Marcello Simonetta, storico e ricercatore a Parigi e per The Medici Archivi Project, ha quindi aggiunto: “in pratica ci si è accaniti per decenni ad andare a caccia di un fantasma. Anche in base all’idea, colpa di un libro di Dan Brown, secondo cui la frase ‘Chi cerca trova’, vergata da Vasari in uno stendardo del suo affresco sulla Vittoria di Cosimo I a Marciano in Val di Chiana, fosse una sorta di gioco ad enigma, un indizio a rintracciare nella parete sottostante il capolavoro perduto di Leonardo. Questa idea si è rivelata totalmente infondata”.
Da più di cinquant’anni si discute dunque se sotto gli affreschi di Giorgio Vasari vi sia il leggendario dipinto di Leonardo, ma le indagini svolte finora non hanno dato riscontri definitivi a questa ipotesi.
Per il pool di esperti autori del monumentale libro le vicende storiche e costruttive del Salone e di Palazzo Vecchio attestano che nel corso della prima metà del Cinquecento avvennero più volte trasformazioni, con demolizioni e ricostruzioni tali che nessuna traccia del capolavoro – se mai ci fosse stata – avrebbe potuto sopravvivere.
Per Roberto Bellucci, ex restauratore dell’Opificio delle Pietre Dure di Firenze e Cecilia Frosinini, direttrice del Settore restauro pitture murali dell’Opificio delle Pietre Dure, Leonardo abbandonò il cantiere nella fase iniziale a causa di una serie di imprevisti che impedirono al genio di “andare avanti e affrontare la parte pittorica vera e propria”.

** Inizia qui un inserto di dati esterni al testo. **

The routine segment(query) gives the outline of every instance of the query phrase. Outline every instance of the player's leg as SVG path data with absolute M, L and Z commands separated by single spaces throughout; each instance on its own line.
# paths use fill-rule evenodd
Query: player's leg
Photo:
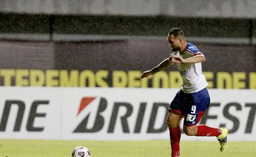
M 190 104 L 190 109 L 185 116 L 183 130 L 188 135 L 196 136 L 216 136 L 220 142 L 220 150 L 223 151 L 226 148 L 228 130 L 225 128 L 211 128 L 206 125 L 198 124 L 203 115 L 204 111 L 208 108 L 210 98 L 206 88 L 192 94 L 190 99 L 193 102 Z
M 167 119 L 167 124 L 170 133 L 170 142 L 171 148 L 171 156 L 180 156 L 180 139 L 181 129 L 179 126 L 181 119 L 184 117 L 182 115 L 183 105 L 182 98 L 184 92 L 180 90 L 177 92 L 169 108 L 169 114 Z
M 180 156 L 180 139 L 181 133 L 179 124 L 182 118 L 182 116 L 173 113 L 171 111 L 168 114 L 167 124 L 169 127 L 170 135 L 171 157 Z

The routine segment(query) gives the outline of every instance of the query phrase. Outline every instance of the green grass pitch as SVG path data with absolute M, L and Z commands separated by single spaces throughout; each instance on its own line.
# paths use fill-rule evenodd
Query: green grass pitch
M 1 157 L 71 157 L 74 148 L 87 147 L 92 157 L 169 157 L 168 141 L 57 141 L 0 139 Z M 256 142 L 229 141 L 224 152 L 216 141 L 181 141 L 181 156 L 255 156 Z

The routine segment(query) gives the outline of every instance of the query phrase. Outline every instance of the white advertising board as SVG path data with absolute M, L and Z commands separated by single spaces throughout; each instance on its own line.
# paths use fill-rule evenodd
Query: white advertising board
M 165 118 L 178 90 L 1 87 L 0 139 L 169 139 Z M 201 122 L 226 126 L 229 140 L 256 141 L 256 90 L 209 92 L 211 105 Z M 182 139 L 216 140 L 184 134 Z

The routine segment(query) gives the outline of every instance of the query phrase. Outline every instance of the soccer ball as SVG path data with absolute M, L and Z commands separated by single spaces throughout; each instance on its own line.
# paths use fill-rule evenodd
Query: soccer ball
M 73 150 L 72 157 L 91 157 L 91 156 L 87 148 L 79 146 Z

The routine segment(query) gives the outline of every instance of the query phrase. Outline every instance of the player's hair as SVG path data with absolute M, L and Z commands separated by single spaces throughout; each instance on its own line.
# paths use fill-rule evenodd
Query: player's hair
M 184 37 L 183 31 L 179 27 L 173 27 L 171 29 L 169 35 L 173 35 L 175 38 L 180 36 L 182 36 L 182 37 Z

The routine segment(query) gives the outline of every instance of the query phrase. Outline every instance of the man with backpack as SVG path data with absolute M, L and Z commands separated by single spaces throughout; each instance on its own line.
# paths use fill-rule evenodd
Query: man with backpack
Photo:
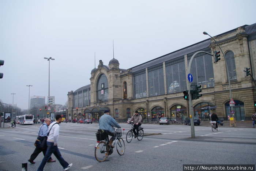
M 130 122 L 132 120 L 133 121 L 133 124 L 134 124 L 132 131 L 135 136 L 134 138 L 136 138 L 138 136 L 139 127 L 141 125 L 142 122 L 142 117 L 141 115 L 139 114 L 138 110 L 135 111 L 135 114 L 132 116 L 130 120 L 128 121 L 127 124 L 130 123 Z

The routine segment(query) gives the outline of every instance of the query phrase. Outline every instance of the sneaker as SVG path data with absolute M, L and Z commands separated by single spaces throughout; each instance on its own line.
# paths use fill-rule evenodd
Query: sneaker
M 33 160 L 31 160 L 30 159 L 29 159 L 27 161 L 30 162 L 31 164 L 35 164 L 35 162 L 34 162 Z
M 65 169 L 64 169 L 64 171 L 65 171 L 66 170 L 68 170 L 69 168 L 70 168 L 71 166 L 72 166 L 72 165 L 73 165 L 73 163 L 71 163 L 67 167 L 65 168 Z

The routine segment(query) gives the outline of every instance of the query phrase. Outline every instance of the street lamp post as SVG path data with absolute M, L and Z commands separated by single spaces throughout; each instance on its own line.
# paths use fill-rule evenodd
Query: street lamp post
M 50 57 L 49 58 L 46 58 L 44 57 L 44 59 L 45 59 L 46 60 L 47 60 L 47 61 L 49 61 L 49 88 L 48 88 L 48 96 L 50 96 L 50 60 L 55 60 L 55 59 L 54 59 L 54 58 L 52 58 L 52 57 Z
M 29 114 L 29 99 L 30 98 L 30 87 L 33 86 L 32 86 L 31 85 L 30 85 L 29 86 L 27 86 L 29 87 L 29 113 L 28 114 Z
M 226 58 L 225 57 L 225 55 L 224 55 L 224 53 L 223 53 L 223 51 L 222 51 L 222 50 L 221 49 L 221 46 L 219 46 L 219 43 L 218 43 L 218 42 L 214 39 L 211 36 L 211 35 L 209 34 L 208 33 L 207 33 L 206 31 L 204 31 L 203 33 L 206 35 L 208 35 L 209 36 L 211 37 L 213 40 L 215 41 L 215 42 L 217 43 L 217 45 L 218 45 L 218 46 L 219 46 L 219 49 L 221 49 L 221 53 L 222 53 L 222 54 L 223 55 L 223 57 L 224 57 L 224 60 L 225 60 L 225 63 L 226 63 L 226 68 L 227 68 L 227 79 L 228 80 L 229 80 L 229 95 L 230 96 L 230 100 L 232 99 L 232 94 L 231 94 L 231 87 L 230 86 L 230 78 L 229 77 L 229 67 L 227 66 L 227 61 L 226 60 Z M 233 110 L 233 106 L 231 106 L 231 110 Z
M 12 95 L 12 118 L 13 119 L 13 99 L 14 99 L 14 96 L 15 94 L 16 94 L 15 93 L 11 93 L 11 94 Z

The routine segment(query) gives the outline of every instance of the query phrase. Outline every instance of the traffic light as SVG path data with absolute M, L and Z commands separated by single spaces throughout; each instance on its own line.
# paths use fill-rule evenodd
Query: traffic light
M 199 99 L 199 98 L 202 96 L 202 94 L 199 94 L 199 93 L 202 92 L 202 89 L 200 89 L 202 87 L 201 85 L 196 86 L 196 90 L 195 90 L 195 99 Z
M 217 62 L 218 61 L 221 60 L 221 58 L 218 58 L 221 56 L 219 54 L 219 51 L 214 51 L 214 62 Z
M 251 71 L 250 71 L 250 69 L 251 69 L 251 68 L 244 68 L 244 72 L 245 72 L 245 76 L 247 77 L 248 75 L 251 75 L 251 74 L 250 73 L 250 72 Z
M 3 60 L 0 60 L 0 66 L 1 65 L 3 65 L 4 63 L 4 61 Z M 0 73 L 0 79 L 3 78 L 3 77 L 4 76 L 3 73 Z
M 186 90 L 185 91 L 183 91 L 183 94 L 184 94 L 184 95 L 183 96 L 184 99 L 187 100 L 189 100 L 189 96 L 188 96 L 188 90 Z

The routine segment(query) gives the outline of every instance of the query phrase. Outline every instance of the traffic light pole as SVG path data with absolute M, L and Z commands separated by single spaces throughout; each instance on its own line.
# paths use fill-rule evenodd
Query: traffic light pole
M 191 68 L 191 64 L 192 64 L 192 61 L 193 61 L 193 59 L 195 57 L 196 55 L 197 54 L 200 53 L 204 53 L 211 56 L 213 56 L 213 54 L 209 53 L 208 52 L 206 52 L 204 51 L 199 51 L 193 55 L 192 57 L 189 60 L 189 63 L 188 64 L 188 73 L 190 73 L 190 71 Z M 190 118 L 190 125 L 191 130 L 191 138 L 195 138 L 195 126 L 194 125 L 194 108 L 193 107 L 193 103 L 192 103 L 192 95 L 190 93 L 190 90 L 191 90 L 191 83 L 190 82 L 188 81 L 188 95 L 189 98 L 189 114 L 191 115 L 191 117 Z

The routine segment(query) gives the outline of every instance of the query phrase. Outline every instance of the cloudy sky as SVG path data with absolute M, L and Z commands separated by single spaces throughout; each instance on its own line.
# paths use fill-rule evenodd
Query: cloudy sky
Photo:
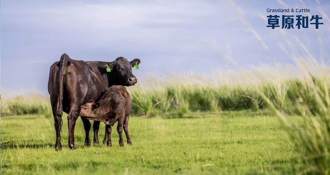
M 67 1 L 1 1 L 2 89 L 47 92 L 50 67 L 64 52 L 85 61 L 139 58 L 140 76 L 290 63 L 306 51 L 330 58 L 328 0 Z M 266 27 L 267 8 L 297 8 L 324 24 Z

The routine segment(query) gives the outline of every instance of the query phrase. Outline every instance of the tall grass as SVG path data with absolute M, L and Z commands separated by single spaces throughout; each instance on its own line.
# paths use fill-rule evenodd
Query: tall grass
M 330 76 L 328 68 L 320 67 L 322 76 L 316 78 L 302 66 L 304 81 L 291 81 L 285 98 L 288 101 L 272 100 L 262 90 L 267 104 L 290 128 L 292 140 L 306 164 L 302 173 L 328 174 L 330 171 Z M 288 103 L 290 102 L 290 103 Z M 301 116 L 301 122 L 291 121 L 286 110 L 293 108 Z
M 1 99 L 1 116 L 43 114 L 48 118 L 52 116 L 51 111 L 49 98 L 39 95 Z

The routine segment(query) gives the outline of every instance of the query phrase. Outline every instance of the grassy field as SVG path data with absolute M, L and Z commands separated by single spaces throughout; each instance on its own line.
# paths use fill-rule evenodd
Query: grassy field
M 52 119 L 43 115 L 2 117 L 1 173 L 280 174 L 294 173 L 301 166 L 287 128 L 271 113 L 194 113 L 185 116 L 132 117 L 129 128 L 133 145 L 120 147 L 115 131 L 111 148 L 102 144 L 84 146 L 79 119 L 75 132 L 77 149 L 65 147 L 57 152 Z M 68 141 L 67 126 L 63 123 L 63 145 Z M 104 126 L 100 127 L 101 139 Z

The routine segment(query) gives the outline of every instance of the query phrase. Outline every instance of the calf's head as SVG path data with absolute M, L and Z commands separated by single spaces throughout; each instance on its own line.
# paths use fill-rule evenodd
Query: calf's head
M 132 72 L 132 68 L 140 63 L 141 61 L 135 59 L 131 61 L 122 57 L 117 58 L 112 62 L 106 63 L 111 70 L 111 81 L 114 85 L 126 86 L 133 86 L 138 82 Z
M 111 109 L 108 107 L 99 107 L 100 103 L 93 102 L 88 102 L 82 105 L 80 110 L 81 116 L 92 118 L 106 117 L 110 115 Z M 103 106 L 105 107 L 105 105 Z

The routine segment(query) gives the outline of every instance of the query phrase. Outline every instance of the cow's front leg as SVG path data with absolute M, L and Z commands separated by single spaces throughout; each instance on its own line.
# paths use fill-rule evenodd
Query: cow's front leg
M 83 128 L 85 129 L 85 145 L 89 146 L 90 146 L 90 139 L 89 139 L 89 131 L 90 130 L 90 122 L 88 119 L 83 117 L 81 117 L 83 123 Z
M 111 144 L 111 125 L 110 124 L 106 125 L 105 131 L 108 136 L 107 145 L 111 147 L 112 146 Z
M 94 121 L 93 123 L 93 132 L 94 133 L 94 138 L 93 142 L 94 143 L 99 143 L 98 133 L 100 128 L 100 122 Z
M 104 138 L 103 139 L 103 143 L 105 144 L 107 143 L 108 141 L 108 134 L 107 134 L 107 129 L 105 130 L 105 133 L 104 134 Z
M 68 127 L 69 128 L 69 144 L 68 146 L 70 149 L 75 149 L 75 126 L 76 122 L 80 113 L 80 106 L 72 108 L 68 115 Z

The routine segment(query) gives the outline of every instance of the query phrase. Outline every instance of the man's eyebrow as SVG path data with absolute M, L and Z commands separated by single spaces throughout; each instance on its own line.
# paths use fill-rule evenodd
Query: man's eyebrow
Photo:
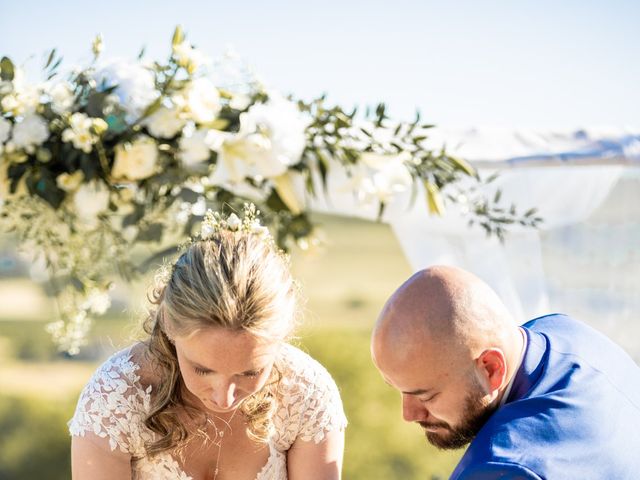
M 402 392 L 402 393 L 404 393 L 405 395 L 423 395 L 425 393 L 429 393 L 432 391 L 433 391 L 433 388 L 427 388 L 427 389 L 421 388 L 419 390 L 412 390 L 410 392 Z
M 384 383 L 386 383 L 386 384 L 387 384 L 387 385 L 389 385 L 390 387 L 393 387 L 393 385 L 391 385 L 391 384 L 390 384 L 388 381 L 386 381 L 386 380 L 384 381 Z M 421 388 L 421 389 L 418 389 L 418 390 L 412 390 L 412 391 L 410 391 L 410 392 L 404 392 L 404 391 L 403 391 L 403 392 L 401 392 L 401 393 L 404 393 L 405 395 L 422 395 L 422 394 L 424 394 L 424 393 L 429 393 L 429 392 L 431 392 L 431 391 L 433 391 L 433 388 L 426 388 L 426 389 L 425 389 L 425 388 Z

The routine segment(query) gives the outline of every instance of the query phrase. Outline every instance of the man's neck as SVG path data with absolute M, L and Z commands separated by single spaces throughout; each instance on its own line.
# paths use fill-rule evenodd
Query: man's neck
M 524 359 L 524 352 L 527 348 L 527 335 L 524 333 L 522 327 L 518 327 L 518 335 L 514 340 L 517 347 L 511 350 L 511 355 L 507 358 L 507 377 L 505 378 L 505 384 L 497 399 L 499 407 L 507 401 L 516 373 L 518 373 L 520 365 L 522 365 L 522 360 Z

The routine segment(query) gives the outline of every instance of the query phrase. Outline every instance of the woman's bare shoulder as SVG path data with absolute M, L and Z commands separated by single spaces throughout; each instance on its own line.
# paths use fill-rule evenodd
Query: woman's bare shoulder
M 137 374 L 140 377 L 140 385 L 144 388 L 151 386 L 152 389 L 160 382 L 162 374 L 158 369 L 158 362 L 149 349 L 146 341 L 134 343 L 130 350 L 131 362 L 138 366 Z

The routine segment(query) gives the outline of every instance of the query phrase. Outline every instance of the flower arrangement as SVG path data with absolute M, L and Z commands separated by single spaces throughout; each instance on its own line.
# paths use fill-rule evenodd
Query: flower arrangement
M 0 225 L 45 260 L 60 309 L 49 330 L 71 354 L 109 307 L 112 274 L 133 278 L 168 255 L 208 207 L 256 204 L 287 249 L 313 242 L 305 198 L 323 194 L 332 168 L 381 213 L 422 183 L 441 214 L 468 193 L 461 179 L 481 182 L 463 160 L 425 147 L 431 125 L 419 116 L 392 122 L 383 104 L 359 115 L 324 97 L 293 101 L 246 68 L 216 68 L 179 27 L 165 62 L 103 60 L 100 37 L 92 50 L 91 64 L 67 75 L 53 50 L 37 84 L 0 61 Z M 232 78 L 219 79 L 223 70 Z M 510 223 L 540 221 L 466 201 L 472 221 L 500 238 Z

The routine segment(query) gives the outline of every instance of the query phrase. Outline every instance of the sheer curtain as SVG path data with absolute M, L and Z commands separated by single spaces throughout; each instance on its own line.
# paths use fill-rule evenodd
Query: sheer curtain
M 434 132 L 436 132 L 434 130 Z M 503 191 L 520 211 L 538 208 L 539 229 L 511 228 L 506 241 L 467 226 L 450 209 L 429 215 L 424 192 L 410 205 L 398 195 L 383 220 L 414 270 L 455 265 L 474 272 L 503 298 L 518 322 L 565 312 L 590 323 L 640 363 L 640 135 L 625 129 L 576 132 L 439 130 L 434 147 L 469 160 L 499 178 L 484 192 Z M 340 186 L 332 169 L 327 198 L 312 209 L 375 219 Z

Frosinini ha poi parlato degli aspetti dell’indagine riguardanti la ricerca del dipinto effettuata nel 2011 anche attraverso fori effettuati nel grande dipinto di Giorgio Vasari, sotto il quale si riteneva potessero rinvenirsi tracce del perduto capolavoro di Leonardo. “Uno di quei tre famosi prelievi, tirati fuori bucando il lavoro del Vasari, fu magnificato come il ritrovamento del ‘Nero della Gioconda’. Ma non esiste alcun nero tipico di Leonardo: al tempo tutti gli artisti usavano gli stessi pigmenti, dal Medioevo fino alla metà del Settecento, con l’introduzione dei pigmenti di sintesi artificiale. Il punto è che questi tre celebri prelievi poi sono scomparsi: l’Opificio voleva analizzarli a fondo, ma non ci sono mai ‘stati dati. In ogni caso, in base alle descrizioni delle analisi chimiche dei materiali rinvenuti, Mauro Matteini, il più famoso esperto chimico nel campo dei Beni Culturali, ha chiarito nel suo saggio nel volume che non si trattava affatto di materiali pittorici ma semplicemente di elementi comuni a ritrovarsi in murature del tempo”.
Il mistero del capolavoro dell’artista-scienziato del Rinascimento, almeno per il momento, rimane dunque tale.
“Dopo decenni di ricerche sulla battaglia di Anghiari – ha commentato il direttore del museo Eike Schmidt – possiamo dire che gli Uffizi, pur senza essere stati parte attiva di questa indagine, sono senza ombra di dubbio il luogo migliore per presentare i risultati di uno studio così autorevole. Ed uno degli insegnamenti più preziosi che possiamo trarre dal grande lavoro svolto è questo fortissimo richiamo al rigore della metodologia scientifica: uno strumento imprescindibile per affrontare ricerche su temi così importanti e delicati”.